When duplicate ACKs arrive after SACK was negotiated, make sure that SACK processing only happens with actual SACK blocks are also present in the TCP option of the ACK. Otherwise, the normal newreno processing path would be taken.

And as always, the retransmission timer remains as ultimate fallback, thus any problematic TCP sessions would only exhibit poor performance under loss, but no catastrophic failure (stall / closing of the session).
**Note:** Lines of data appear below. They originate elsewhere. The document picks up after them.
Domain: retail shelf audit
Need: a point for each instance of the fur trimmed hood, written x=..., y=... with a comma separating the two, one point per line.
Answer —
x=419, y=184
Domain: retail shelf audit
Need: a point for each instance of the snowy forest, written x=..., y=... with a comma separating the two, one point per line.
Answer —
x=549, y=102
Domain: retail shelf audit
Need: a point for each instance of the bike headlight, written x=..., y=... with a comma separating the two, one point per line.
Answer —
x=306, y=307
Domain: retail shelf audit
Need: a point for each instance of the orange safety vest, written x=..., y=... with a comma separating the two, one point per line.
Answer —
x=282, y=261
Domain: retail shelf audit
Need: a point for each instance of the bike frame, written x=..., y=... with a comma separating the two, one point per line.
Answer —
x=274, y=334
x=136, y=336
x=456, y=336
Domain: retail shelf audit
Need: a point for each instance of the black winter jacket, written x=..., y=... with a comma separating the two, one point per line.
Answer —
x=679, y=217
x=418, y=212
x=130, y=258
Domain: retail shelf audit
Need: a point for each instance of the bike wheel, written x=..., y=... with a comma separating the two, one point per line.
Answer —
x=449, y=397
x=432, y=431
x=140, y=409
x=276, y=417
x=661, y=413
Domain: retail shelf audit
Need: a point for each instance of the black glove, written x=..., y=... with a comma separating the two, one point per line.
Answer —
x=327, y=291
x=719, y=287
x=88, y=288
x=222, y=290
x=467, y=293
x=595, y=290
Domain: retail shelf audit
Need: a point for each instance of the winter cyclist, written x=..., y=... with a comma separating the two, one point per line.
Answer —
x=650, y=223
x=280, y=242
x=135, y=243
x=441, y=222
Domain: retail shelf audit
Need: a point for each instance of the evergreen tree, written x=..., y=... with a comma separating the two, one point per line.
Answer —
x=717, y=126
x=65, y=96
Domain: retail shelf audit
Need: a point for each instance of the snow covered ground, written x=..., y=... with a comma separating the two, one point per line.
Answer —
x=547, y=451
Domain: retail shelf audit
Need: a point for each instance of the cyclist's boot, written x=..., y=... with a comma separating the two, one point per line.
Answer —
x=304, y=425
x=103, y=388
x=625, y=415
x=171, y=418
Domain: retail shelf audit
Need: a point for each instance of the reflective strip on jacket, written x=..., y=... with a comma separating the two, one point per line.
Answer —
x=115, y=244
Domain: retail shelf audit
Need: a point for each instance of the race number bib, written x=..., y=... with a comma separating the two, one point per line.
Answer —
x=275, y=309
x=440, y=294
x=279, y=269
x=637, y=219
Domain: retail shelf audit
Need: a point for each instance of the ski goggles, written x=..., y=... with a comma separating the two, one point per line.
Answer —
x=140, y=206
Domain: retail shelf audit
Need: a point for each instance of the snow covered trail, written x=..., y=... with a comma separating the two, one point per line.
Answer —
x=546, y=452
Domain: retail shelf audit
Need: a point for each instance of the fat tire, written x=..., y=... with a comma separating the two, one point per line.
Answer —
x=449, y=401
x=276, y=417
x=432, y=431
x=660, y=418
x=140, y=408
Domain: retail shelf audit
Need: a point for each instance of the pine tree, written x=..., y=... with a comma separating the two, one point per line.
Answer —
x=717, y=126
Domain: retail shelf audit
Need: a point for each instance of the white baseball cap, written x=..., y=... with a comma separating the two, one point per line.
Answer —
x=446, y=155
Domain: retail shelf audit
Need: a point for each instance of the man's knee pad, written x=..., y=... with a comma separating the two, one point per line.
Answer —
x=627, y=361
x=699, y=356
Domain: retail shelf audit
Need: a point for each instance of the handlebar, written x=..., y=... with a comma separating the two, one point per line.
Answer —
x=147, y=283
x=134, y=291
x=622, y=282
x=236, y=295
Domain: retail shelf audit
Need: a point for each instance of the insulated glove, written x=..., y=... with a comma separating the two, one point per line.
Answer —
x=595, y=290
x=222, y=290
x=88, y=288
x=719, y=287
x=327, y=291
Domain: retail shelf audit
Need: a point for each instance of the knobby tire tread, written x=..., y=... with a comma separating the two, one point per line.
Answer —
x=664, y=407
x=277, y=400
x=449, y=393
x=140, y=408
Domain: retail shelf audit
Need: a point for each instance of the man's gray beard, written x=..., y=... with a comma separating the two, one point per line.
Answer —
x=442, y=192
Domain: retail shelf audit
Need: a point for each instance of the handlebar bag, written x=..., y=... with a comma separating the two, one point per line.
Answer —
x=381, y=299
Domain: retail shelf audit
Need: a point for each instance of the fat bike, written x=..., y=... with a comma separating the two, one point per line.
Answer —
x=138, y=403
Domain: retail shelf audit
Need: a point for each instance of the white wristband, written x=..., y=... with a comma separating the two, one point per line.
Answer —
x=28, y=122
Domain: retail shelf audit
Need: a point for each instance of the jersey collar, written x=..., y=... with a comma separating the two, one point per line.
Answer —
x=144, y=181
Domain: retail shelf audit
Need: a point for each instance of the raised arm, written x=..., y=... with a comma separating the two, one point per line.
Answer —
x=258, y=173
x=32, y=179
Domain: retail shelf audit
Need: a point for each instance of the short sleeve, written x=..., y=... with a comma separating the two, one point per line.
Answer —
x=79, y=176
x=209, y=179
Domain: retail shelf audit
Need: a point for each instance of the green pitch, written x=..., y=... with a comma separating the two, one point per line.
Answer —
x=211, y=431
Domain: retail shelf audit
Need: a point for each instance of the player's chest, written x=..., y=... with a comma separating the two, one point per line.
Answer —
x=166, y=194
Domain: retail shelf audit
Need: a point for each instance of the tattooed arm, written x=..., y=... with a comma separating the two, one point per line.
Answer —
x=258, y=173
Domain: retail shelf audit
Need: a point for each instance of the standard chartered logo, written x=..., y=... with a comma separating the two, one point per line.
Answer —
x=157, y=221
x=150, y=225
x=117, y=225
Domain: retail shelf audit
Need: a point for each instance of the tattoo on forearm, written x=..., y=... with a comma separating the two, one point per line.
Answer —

Comment 2 Richard Scheffenegger freebsd_committer freebsd_triage 2021-02-26 10:21:43 UTC
Fix under discussion: https://reviews.freebsd.org/D28634
Comment 3 Michael Tuexen freebsd_committer freebsd_triage 2021-07-01 23:08:51 UTC
The fix under discussion has been committed.